Quand on parle de l’air que l’on respire, il ne s’agit pas seulement d’arrêter de fumer. C’est aussi avertir chaque personne de la possibilité qu’il respire un air nocif pour sa santé ; et l’aider à user de son droit à respirer un air propre. Nous avons suffisamment de données scientifiques concernant la toxicité cardiovasculaire de la pollution atmosphérique sous des formes variées : gaz des voitures, pollution due au chauffage urbain, aux industries et autres – pour encourager nos patients fragiles (et aussi tous ceux qui sont encore en bonne santé) à s’en protéger.

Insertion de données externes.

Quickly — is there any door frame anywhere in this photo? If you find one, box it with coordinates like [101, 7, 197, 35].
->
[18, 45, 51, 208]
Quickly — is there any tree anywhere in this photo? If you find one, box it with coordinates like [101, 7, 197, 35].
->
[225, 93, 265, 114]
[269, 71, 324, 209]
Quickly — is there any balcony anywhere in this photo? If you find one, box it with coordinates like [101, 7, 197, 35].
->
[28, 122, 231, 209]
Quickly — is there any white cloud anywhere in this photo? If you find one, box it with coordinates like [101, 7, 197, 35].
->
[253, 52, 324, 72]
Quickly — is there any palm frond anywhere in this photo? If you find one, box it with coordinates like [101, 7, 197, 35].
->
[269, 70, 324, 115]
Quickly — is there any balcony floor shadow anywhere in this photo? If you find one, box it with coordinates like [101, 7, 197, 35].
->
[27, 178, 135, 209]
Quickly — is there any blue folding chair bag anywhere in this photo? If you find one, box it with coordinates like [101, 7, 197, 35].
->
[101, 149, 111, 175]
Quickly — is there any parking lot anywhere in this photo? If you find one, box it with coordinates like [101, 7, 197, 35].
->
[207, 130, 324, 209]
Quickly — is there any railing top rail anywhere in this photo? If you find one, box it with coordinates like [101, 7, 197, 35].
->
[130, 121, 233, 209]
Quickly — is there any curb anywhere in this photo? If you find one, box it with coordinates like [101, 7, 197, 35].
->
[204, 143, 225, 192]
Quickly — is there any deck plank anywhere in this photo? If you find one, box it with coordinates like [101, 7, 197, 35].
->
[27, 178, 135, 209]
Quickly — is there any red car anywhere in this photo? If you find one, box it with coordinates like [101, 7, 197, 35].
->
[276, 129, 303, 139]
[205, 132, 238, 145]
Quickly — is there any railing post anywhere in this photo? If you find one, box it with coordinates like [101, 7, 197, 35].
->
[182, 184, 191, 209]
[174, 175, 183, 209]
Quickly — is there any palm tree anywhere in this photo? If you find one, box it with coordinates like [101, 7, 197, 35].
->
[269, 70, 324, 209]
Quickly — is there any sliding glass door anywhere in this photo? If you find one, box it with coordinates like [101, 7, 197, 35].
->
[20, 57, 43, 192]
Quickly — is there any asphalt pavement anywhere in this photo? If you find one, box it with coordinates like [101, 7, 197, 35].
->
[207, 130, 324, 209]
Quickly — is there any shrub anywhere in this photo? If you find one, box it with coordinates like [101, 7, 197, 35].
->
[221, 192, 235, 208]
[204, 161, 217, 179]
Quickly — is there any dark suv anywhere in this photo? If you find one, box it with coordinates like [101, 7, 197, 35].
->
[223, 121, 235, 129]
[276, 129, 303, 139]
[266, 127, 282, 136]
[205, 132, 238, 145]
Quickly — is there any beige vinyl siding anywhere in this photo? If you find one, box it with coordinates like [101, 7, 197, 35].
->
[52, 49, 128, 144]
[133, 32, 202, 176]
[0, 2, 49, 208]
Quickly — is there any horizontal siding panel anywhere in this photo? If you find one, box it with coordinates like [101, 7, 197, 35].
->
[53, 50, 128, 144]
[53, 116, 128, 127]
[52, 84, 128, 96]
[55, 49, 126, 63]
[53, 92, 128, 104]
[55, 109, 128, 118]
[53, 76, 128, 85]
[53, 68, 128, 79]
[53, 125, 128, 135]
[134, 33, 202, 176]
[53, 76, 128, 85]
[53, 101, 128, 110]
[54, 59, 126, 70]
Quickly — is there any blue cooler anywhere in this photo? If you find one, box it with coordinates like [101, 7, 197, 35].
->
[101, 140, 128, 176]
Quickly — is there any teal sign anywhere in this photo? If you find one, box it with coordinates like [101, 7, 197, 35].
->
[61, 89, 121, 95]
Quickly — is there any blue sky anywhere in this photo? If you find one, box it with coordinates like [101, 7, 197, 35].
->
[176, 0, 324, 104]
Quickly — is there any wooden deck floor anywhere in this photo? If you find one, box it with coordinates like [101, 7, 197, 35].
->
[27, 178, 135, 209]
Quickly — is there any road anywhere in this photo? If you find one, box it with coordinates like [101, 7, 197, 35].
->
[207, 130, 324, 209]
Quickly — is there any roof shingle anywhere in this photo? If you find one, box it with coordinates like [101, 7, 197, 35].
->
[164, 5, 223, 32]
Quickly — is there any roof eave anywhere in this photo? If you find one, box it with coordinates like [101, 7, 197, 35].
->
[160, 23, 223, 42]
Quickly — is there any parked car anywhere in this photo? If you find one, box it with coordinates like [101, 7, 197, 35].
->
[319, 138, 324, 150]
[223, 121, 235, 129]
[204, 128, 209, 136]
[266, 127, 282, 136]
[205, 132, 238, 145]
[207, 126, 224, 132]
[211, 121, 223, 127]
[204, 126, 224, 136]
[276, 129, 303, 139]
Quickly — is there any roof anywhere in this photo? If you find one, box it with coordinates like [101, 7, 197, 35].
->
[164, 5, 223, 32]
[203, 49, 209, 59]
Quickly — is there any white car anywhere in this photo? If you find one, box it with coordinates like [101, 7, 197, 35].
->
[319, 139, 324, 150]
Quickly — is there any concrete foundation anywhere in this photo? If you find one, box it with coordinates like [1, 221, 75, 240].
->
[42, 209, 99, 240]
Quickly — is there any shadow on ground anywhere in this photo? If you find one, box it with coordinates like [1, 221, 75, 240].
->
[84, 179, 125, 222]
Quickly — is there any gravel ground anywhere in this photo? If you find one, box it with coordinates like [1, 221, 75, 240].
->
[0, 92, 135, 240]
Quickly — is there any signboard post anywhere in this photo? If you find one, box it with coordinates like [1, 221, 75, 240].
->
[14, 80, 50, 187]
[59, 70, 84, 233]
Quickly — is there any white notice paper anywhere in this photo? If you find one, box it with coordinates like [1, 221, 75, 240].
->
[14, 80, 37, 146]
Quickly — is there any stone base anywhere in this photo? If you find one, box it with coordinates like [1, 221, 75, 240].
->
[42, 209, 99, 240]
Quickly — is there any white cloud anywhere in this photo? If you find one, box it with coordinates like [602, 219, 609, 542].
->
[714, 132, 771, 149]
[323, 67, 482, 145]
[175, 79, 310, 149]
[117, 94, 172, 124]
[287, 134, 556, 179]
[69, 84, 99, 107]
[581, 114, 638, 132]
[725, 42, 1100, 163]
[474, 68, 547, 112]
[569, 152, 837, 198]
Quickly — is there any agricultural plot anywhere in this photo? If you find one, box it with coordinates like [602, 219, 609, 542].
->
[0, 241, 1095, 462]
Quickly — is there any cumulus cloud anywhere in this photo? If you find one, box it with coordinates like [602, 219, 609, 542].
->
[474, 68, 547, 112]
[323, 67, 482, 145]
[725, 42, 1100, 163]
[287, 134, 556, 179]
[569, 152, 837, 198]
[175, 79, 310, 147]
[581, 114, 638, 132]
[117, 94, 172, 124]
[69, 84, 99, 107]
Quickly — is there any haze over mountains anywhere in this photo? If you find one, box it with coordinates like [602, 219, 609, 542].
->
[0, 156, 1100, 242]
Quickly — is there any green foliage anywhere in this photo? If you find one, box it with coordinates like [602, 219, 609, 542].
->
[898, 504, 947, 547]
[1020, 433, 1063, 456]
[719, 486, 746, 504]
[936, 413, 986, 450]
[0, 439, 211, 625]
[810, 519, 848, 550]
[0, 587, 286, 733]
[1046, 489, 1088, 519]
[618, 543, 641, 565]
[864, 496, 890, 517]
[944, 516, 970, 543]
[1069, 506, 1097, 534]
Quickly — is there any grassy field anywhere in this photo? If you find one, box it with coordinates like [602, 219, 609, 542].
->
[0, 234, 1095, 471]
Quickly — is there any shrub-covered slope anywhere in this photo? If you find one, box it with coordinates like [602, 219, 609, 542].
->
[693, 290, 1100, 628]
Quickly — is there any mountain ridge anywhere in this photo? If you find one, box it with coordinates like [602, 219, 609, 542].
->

L’expression sens de la vie prend ici toute sa signification : où devons-nous aller ? Si vous habitez un joli appartement donnant sur une voie très fréquentée d’une grande ville polluée, posez-vous la question de savoir s’il ne vaut pas mieux vous installer ailleurs, pour respirer le grand air du large ou des montagnes.

L’exercice physique

Ce qu’il est important de faire aussi, c’est réapprendre à utiliser ses muscles et à entraîner son cœur et ses artères. Il faut le faire prudemment évidemment, en tenant compte de son âge et de l’état de ses artères. Mais il faut le faire. Sans attendre de miracle, bien sûr, car comme pour les habitudes alimentaires et l’air qu’on respire, c’est la totalité du mode de vie qui est importante.

Les habitudes alimentaires

Nos habitudes alimentaires constituent le terrain sur lequel une complication cardiovasculaire peut se développer.

Notre organisme est fait des matériaux que nous lui apportons. Si nous construisons un édifice avec des matériaux fragiles, ou de mauvaise qualité, comment va-t-il résister à un tremblement de terre, une inondation, ou même au temps qui passe ?

Fin de citation


Les vues présentées sont les miennes et peuvent évoluer sans qu’il soit nécessaire de faire une mise à jour dans l’article même. Il se pourrait que j’apporte des rectifications ou évolutions dans l’avenir dans un autre article, si de nouveaux éléments viennent contredire mes propos. Les articles présentés ne constituent en rien une invitation à suivre aveuglement.